We found a further eight mRNAs with potential ribosome drop-off, none of which were previously 
reported to be targets of translational regulation. The difference between these and the alternative 
termination mRNAs was that no stop codon was found at the positions of the change point for the 
latter. Analysis of the sequence surrounding the drop-off site showed enrichment for G and A 
nucleotides and specifically the GAA codon. A similar consensus was found for sites of ribosome 
pausing in the original Ribo-Seq study (Ingolia et al. 201 1). It therefore seems that in at least some 
cases ribosome stalling can lead to ribosome drop-off in eukaryotes, as has been suggested (Buchan 
and Stansfield 2007). 

We also found several mRNAs with high ribosome density at the 5' (ramp), or the 3' of the CDS 
(slow termination); however sequence analysis did not reveal enrichment for any sequences. Instead 
of resulting from translation of slow codons as it the current hypothesis, the TASEP simulations of 
translation have suggested that the ramp could be due to very fast initiation but this has not been 
confirmed by analysis of translation efficiency. Therefore, slow codons and/or mRNA tertiary 
structure remain the most probable causes of the ramp (Kudla et al. 2009, Tuller et al. 2010) 
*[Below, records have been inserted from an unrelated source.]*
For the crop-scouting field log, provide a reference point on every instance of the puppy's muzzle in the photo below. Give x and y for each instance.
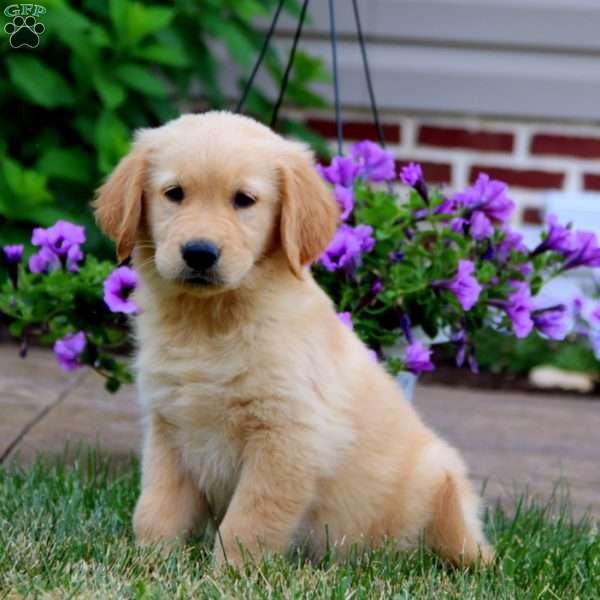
(200, 255)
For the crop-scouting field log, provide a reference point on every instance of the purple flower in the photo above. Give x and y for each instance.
(68, 349)
(519, 307)
(447, 207)
(377, 287)
(558, 239)
(585, 252)
(411, 174)
(512, 241)
(346, 319)
(464, 285)
(396, 256)
(551, 321)
(594, 338)
(44, 261)
(347, 247)
(458, 224)
(342, 171)
(417, 358)
(345, 198)
(481, 226)
(117, 289)
(488, 196)
(525, 269)
(60, 237)
(376, 164)
(13, 254)
(74, 257)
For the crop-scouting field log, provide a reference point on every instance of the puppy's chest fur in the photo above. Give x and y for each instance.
(212, 395)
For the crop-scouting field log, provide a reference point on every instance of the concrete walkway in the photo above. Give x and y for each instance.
(512, 441)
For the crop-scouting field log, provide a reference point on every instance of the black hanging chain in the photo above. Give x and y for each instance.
(288, 69)
(339, 127)
(261, 56)
(363, 50)
(286, 76)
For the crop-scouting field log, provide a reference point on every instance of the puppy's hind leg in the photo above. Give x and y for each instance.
(455, 529)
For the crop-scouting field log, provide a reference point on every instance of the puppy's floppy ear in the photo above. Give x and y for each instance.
(309, 213)
(118, 202)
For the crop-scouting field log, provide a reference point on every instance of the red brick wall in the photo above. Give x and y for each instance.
(533, 158)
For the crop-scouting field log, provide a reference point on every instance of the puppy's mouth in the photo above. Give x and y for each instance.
(196, 279)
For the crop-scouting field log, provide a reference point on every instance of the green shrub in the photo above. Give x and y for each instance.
(103, 69)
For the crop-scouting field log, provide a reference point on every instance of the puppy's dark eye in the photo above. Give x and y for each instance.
(242, 200)
(175, 193)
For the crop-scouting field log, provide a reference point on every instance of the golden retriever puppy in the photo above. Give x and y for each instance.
(261, 406)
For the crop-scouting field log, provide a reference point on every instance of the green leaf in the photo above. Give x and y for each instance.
(111, 92)
(140, 79)
(66, 163)
(39, 83)
(237, 42)
(134, 21)
(112, 140)
(172, 55)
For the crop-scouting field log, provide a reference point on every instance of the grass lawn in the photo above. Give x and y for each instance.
(65, 532)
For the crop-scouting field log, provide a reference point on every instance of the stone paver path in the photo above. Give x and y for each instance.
(512, 441)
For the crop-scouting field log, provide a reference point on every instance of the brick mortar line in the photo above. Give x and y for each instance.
(41, 415)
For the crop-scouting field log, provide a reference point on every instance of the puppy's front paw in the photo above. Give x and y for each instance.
(155, 523)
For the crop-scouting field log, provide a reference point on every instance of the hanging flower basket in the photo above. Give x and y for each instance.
(429, 268)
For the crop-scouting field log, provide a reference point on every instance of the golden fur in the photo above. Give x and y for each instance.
(258, 400)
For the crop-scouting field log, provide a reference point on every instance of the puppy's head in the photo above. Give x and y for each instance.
(206, 198)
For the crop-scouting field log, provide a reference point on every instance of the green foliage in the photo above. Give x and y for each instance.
(65, 531)
(105, 68)
(48, 306)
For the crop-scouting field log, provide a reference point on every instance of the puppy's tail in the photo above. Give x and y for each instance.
(456, 538)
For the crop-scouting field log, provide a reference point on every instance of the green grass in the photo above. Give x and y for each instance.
(65, 532)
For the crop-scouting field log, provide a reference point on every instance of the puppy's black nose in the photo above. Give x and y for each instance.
(200, 255)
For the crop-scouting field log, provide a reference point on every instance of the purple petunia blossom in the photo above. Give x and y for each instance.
(118, 287)
(377, 287)
(60, 237)
(519, 307)
(396, 256)
(342, 171)
(74, 257)
(411, 174)
(594, 338)
(458, 224)
(68, 349)
(481, 226)
(558, 239)
(512, 241)
(346, 319)
(447, 207)
(417, 358)
(13, 253)
(525, 269)
(347, 247)
(464, 285)
(376, 164)
(44, 261)
(345, 198)
(488, 196)
(585, 253)
(552, 321)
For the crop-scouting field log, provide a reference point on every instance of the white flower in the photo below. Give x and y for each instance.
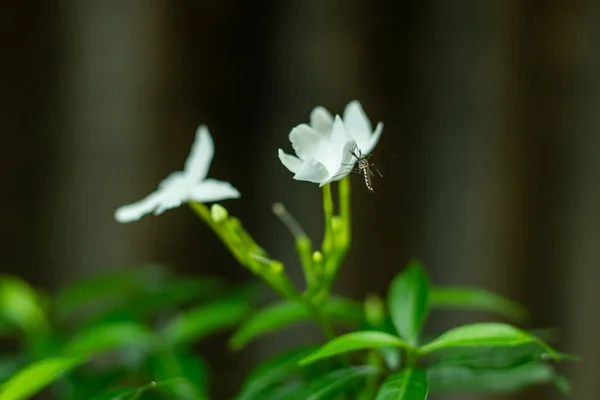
(183, 186)
(324, 147)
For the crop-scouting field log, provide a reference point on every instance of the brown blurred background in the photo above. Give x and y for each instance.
(490, 149)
Although we tried to eliminate changes in density due to Ribo-Seq/RNA-Seq artefacts, a careful 
analysis showed that many CPs among the translation regulation candidates were a consequence of 
alternative splicing. Because all changes in density close to known exon/exon junctions as annotated 
in the UCSC Genome Browser were eliminated from the final list, the remaining CPs were strong 
candidates for novel isoforms. Using this approach, we found 31 genes with hitherto unknown 
isoforms from UCSC or Ensembl (Table S2), suggesting that our method is not only useful for 
analysing translational regulation, but also for uncovering novel alternative isoforms including 
alternative splicing. Indeed, in a very recent study, a strategy similar to ours has been developed 
specifically to estimate gene isoform expression with very encouraging results (Suo et al. 2013). 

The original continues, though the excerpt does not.